Icha is going to blow a sphere-shaped rubber balloon. She uses a pump to infuse the air with the volume addition rate $$40cm^3/s$$. If the radius addition rate is 20 cm/s, the radius of the sphere after being blown is ...
A. $$\frac{1}{\sqrt\pi}$$ cm
B. $$\frac{1}{\sqrt{2\pi}}$$ cm
C. $$\frac{1}{2\sqrt\pi}$$ cm
D. $$\frac{1}{3\sqrt\pi}$$ cm
E. $$\pi$$ cm

Please give me some hints. Thanks.

 

[skeeter]

Icha is going to blow a sphere-shaped rubber balloon. She uses a pump to infuse the air with the volume addition rate $$40cm^3/s$$. If the radius addition rate is 20 cm/s, the radius of the sphere after being blown is ...
A. $$\frac{1}{\sqrt\pi}$$ cm
B. $$\frac{1}{\sqrt{2\pi}}$$ cm
C. $$\frac{1}{2\sqrt\pi}$$ cm
D. $$\frac{1}{3\sqrt\pi}$$ cm
E. $$\pi$$ cm

Please give me some hints.

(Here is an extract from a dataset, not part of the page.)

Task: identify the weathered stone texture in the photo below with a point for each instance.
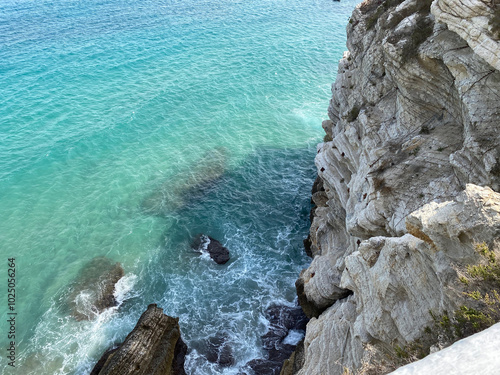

Thanks.

take the derivative of the sphere volume formula w/respect to time ...

 

[Monoxdifly]

$$40cm^3/s=4\pi r^2(20cm/s)$$
$$2cm^2=4\pi r^2$$
$$r^2=\frac{1cm^2}{2\pi}$$
$$r=\frac{1}{\sqrt{2\pi}}cm$$?

 

[MarkFL]

For a sphere of radius $r$, the volume is:

$$V=\frac{4}{3}\pi r^3$$

Differentiating w.r.t time $t$, we have:

$$\d{V}{t}=4\pi r^2\d{r}{t}\implies r=\frac{1}{2}\sqrt{\frac{\d{V}{t}}{\pi\d{r}{t}}}$$

Plugging in the given numbers, we have:

$$r=\frac{1}{2}\sqrt{\frac{40\frac{\text{cm}^3}{\text{s}}}{20\pi\frac{\text{cm}}{\text{s}}}}=\frac{1}{\sqrt{2\pi}}\text{ cm}\quad\checkmark$$

I will move this thread to our Calculus forum. :)

 

[Monoxdifly]

I will move this thread to our Calculus forum. :)

I thought this was pre-calculus because it was a question in high school graduation exam.

 

[MarkFL]

I thought this was pre-calculus because it was a question in high school graduation exam.

It is a related rate problem involving differential calculus (so that's why I moved it). Many places teach elementary calculus in high school. :)

 

[Monoxdifly]

What is the actual limit between pre-calculus and calculus, anyway?